Herzen, croyant au premier moment que l’article était réellement l’œuvre d’un Français, écrivit dans son journal intime, après l’avoir lu : C’est un appel puissant, ferme, triomphant du parti démocratique… L’article est, d’un bout à l’autre, d’une grande portée. Si les Français commencent à populariser la science allemande, — ceux qui la comprennent, s’entend, — la grande phase de l’action va commencer.
Le poète Georg Herwegh, l’auteur déjà illustre des Gedichte eines Lebendigen, étant venu à Dresde, y logea chez Bakounine, avec lequel il se lia intimement ; ce fut aussi à Dresde que Michel Alexandrovitch fit la connaissance du musicien Adolf Reichel, qui devint un de ses plus fidèles amis. Le gouvernement saxon manifesta bientôt des intentions hostiles à l’égard de Ruge et de ses collabrateurs ; aussi Bakounine et Herwegh quittèrent-ils la Saxe en janvier 1843, pour se rendre ensemble à Zürich.
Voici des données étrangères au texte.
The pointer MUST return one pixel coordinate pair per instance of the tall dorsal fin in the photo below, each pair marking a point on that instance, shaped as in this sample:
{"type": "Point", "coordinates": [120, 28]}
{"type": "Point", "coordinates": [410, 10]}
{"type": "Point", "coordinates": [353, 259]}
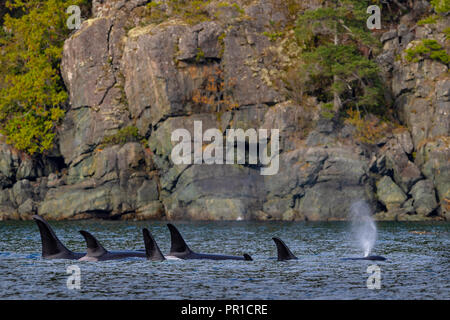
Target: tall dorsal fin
{"type": "Point", "coordinates": [94, 248]}
{"type": "Point", "coordinates": [178, 245]}
{"type": "Point", "coordinates": [151, 247]}
{"type": "Point", "coordinates": [283, 251]}
{"type": "Point", "coordinates": [50, 242]}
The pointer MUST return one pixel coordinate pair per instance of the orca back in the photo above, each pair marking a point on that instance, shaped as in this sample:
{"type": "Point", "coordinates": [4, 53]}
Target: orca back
{"type": "Point", "coordinates": [51, 245]}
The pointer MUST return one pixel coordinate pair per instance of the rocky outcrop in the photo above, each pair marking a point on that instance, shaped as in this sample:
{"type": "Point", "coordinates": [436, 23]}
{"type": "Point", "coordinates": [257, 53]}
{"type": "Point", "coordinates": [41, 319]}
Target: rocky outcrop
{"type": "Point", "coordinates": [123, 71]}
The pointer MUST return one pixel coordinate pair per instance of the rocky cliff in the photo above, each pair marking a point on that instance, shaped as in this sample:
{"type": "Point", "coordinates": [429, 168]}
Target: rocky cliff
{"type": "Point", "coordinates": [134, 76]}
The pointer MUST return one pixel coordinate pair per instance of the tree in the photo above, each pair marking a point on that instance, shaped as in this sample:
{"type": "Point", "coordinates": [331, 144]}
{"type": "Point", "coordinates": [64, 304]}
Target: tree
{"type": "Point", "coordinates": [31, 88]}
{"type": "Point", "coordinates": [336, 49]}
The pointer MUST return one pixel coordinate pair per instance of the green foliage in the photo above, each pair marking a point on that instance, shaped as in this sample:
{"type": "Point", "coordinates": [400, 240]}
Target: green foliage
{"type": "Point", "coordinates": [441, 6]}
{"type": "Point", "coordinates": [31, 89]}
{"type": "Point", "coordinates": [122, 136]}
{"type": "Point", "coordinates": [200, 55]}
{"type": "Point", "coordinates": [447, 33]}
{"type": "Point", "coordinates": [334, 40]}
{"type": "Point", "coordinates": [428, 20]}
{"type": "Point", "coordinates": [274, 36]}
{"type": "Point", "coordinates": [428, 48]}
Bakounine passa en Suisse l’année 1843 : une lettre écrite à Ruge, de l’île de Saint-Pierre (lac de Bienne), en mai 1843 (publiée à Paris en 1844 dans les Deutsch-französische Jahrbucher), se termine par cette véhémente apostrophe : C’est ici que le combat commence ; et si forte est notre cause, que nous, quelques hommes épars, et les mains liées, par notre seul cri de guerre nous inspirons l’effroi à leurs myriades ! Allons, du cœur, et je veux rompre vos liens, ô Germains qui voulez devenir des Grecs, moi le Scythe. Envoyez-moi vos ouvrages ; je les ferai imprimer dans l’île de Rousseau, et en lettres de feu j’écrirai une fois encore dans le ciel de l’histoire : Mort aux Perses ! [2]
En Suisse, Bakounine fit la connaissance des communistes allemands groupés autour de Weitling ; il passa l’hiver 1843-1844 à Berne, où il entra en relations avec la famille Vogt [3] ; l’un des quatre frères Vogt, Adolf (plus tard professeur à la faculté de médecine de l’université de Berne), devint son ami très intime. Mais, inquiété par la police suisse, et sommé par l’ambassade russe d’avoir à rentrer en Russie, Bakounine quitta Berne en février 1844, se rendit à Bruxelles, et, de là, à Paris ; il devait séjourner dans cette ville jusqu’en décembre 1847.